One year, when the women were asked to wear their national costume, a Jewish woman from Leningrad was stumped as to what she could possibly don.
“Everyone knows that the national Jewish costume of Russia is a fur coat,” Chernina deadpanned.
Finally, the grandmothers are asked to perform a talent of their choice.
“Except a poem. We don’t give them permission to talk,” joked Chernina, who runs a tight ship.
Eighty-three-year old Holocaust survivor Mara Goldstein loves to dance and sing, but decided to sing in Yiddish the three times she participated.
I sang ‘Tumbalalayka’ dressed as a Hasid, and no one in the audience recognized me!
“Yiddish is my language,” proudly declared Goldstein, whose father was killed in the Red Army. She and her mother and grandmother escaped the ghetto in Moldova and survived the war in Kazakhstan.
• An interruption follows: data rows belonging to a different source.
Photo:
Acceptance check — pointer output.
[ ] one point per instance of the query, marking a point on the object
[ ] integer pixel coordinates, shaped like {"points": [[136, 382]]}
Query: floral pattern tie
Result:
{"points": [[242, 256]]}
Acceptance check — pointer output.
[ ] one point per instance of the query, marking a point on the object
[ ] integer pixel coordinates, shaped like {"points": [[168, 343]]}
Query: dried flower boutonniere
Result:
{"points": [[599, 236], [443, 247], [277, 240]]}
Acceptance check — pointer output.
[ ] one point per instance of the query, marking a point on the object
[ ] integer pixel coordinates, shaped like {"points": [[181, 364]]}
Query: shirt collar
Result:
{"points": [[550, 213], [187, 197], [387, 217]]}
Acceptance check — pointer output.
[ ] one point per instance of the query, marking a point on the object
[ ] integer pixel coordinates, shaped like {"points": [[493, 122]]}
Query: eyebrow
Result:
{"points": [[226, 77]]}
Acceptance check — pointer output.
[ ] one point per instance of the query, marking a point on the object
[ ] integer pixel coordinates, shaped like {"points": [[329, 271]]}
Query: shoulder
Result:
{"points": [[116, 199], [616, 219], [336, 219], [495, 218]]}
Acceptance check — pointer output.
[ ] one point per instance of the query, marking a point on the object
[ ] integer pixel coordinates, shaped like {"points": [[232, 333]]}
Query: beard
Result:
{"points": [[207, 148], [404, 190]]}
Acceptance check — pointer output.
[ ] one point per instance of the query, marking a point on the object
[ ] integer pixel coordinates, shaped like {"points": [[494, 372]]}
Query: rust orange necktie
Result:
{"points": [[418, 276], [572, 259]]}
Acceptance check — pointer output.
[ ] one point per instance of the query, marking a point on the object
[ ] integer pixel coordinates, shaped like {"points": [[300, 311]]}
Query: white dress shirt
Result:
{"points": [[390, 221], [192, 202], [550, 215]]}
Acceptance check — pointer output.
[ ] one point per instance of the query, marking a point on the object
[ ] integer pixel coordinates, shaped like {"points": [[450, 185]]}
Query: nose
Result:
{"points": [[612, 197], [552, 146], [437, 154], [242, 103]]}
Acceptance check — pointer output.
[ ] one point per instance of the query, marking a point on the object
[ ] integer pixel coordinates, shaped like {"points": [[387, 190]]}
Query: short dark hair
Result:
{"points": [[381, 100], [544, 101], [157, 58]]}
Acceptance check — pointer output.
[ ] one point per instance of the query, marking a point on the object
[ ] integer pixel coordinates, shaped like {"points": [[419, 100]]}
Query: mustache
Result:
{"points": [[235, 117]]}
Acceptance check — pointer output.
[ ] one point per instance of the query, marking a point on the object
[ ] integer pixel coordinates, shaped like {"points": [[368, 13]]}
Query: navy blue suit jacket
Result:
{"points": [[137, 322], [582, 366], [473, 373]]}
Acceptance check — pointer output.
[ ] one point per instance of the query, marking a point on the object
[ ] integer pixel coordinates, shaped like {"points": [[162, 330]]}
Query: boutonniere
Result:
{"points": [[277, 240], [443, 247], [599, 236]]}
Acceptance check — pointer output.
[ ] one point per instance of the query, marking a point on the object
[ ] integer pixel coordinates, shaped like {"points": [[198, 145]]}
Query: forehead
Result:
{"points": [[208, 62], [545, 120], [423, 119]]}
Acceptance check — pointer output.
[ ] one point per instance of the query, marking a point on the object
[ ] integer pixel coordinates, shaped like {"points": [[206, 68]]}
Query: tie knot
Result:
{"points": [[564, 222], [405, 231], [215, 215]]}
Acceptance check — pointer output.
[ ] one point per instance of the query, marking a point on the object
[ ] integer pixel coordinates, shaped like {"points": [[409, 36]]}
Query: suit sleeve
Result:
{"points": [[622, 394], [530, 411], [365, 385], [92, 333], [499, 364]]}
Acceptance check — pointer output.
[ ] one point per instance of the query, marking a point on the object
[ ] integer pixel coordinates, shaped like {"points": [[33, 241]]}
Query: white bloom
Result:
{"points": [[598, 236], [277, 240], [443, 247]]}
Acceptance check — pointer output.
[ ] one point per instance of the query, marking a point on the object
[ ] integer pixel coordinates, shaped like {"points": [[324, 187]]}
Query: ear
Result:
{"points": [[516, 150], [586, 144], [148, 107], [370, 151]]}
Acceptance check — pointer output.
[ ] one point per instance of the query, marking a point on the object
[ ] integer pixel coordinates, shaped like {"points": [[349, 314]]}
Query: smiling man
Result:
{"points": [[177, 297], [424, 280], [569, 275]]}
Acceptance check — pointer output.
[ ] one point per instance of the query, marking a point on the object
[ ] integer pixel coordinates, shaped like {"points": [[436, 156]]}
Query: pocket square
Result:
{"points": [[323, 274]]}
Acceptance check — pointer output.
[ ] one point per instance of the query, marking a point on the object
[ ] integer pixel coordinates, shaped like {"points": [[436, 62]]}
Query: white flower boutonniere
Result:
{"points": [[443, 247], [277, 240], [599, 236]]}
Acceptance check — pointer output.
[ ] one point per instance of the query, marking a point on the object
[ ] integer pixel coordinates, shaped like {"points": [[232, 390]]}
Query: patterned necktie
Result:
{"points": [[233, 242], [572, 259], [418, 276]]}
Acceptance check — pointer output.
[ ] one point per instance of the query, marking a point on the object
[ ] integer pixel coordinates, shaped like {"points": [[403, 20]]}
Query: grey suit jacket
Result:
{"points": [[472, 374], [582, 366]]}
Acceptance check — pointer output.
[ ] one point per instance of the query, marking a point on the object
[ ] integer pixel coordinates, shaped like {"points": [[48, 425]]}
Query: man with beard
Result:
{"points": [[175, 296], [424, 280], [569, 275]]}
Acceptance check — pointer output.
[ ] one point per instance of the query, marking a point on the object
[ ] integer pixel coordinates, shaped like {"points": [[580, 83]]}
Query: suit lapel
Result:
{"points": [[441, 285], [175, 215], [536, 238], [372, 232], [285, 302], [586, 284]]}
Later, she immigrated to Israel, where she met her American husband who brought her to New York.
“I sang ‘Tumbalalayka’ dressed as a Hasid, and no one in the audience recognized me!” Goldstein said excitedly.
Aging gracefully in the spotlight
The Your Highness Grandmother Pageant has recently received mainstream media coverage to the delight of Chernina, Sirotin, and all those involved. Last year there was a piece in National Geographic, and earlier this year an article and video in New York Magazine.
“That was me in the New York Magazine,” Goldstein exclaimed. “I’m the one with the read hair. It used to be natural, but of course it isn’t anymore.”
To compensate for having to cancel the pageant this year, Chernina and Sirotin held a July 4th contest for the grandmothers. They were invited to send in creative projects expressing their love for their adopted country. Some 100 entries came in, and 14 were chosen as winners.
The winners received gifts donated by local vendors, such as a bed linen set that Sirotin held up to his computer’s video camera so The Times of Israel could see it.
Normally, there are no winners at the Your Highness Grandmother Pageant. Or to put it differently, all the women are winners. Each contestant is recognized as best in a given category.
“We can’t tell them they are a loser — especially when their family is in the audience,” Sirotin explained.
Russian grandfathers have been clamoring for a pageant of their own
The pageant’s judging panel is comprised of grandfathers. To maintain fairness, none of them can be related to any of the contestants.
Russian grandfathers have been clamoring for a pageant of their own. One year, a man even made it onto the stage by dressing up as a woman. Still, the event’s founders insist that a “Your Highness Grandfather Pageant” is not in the offing.
“It would just be too much,” Chernina said.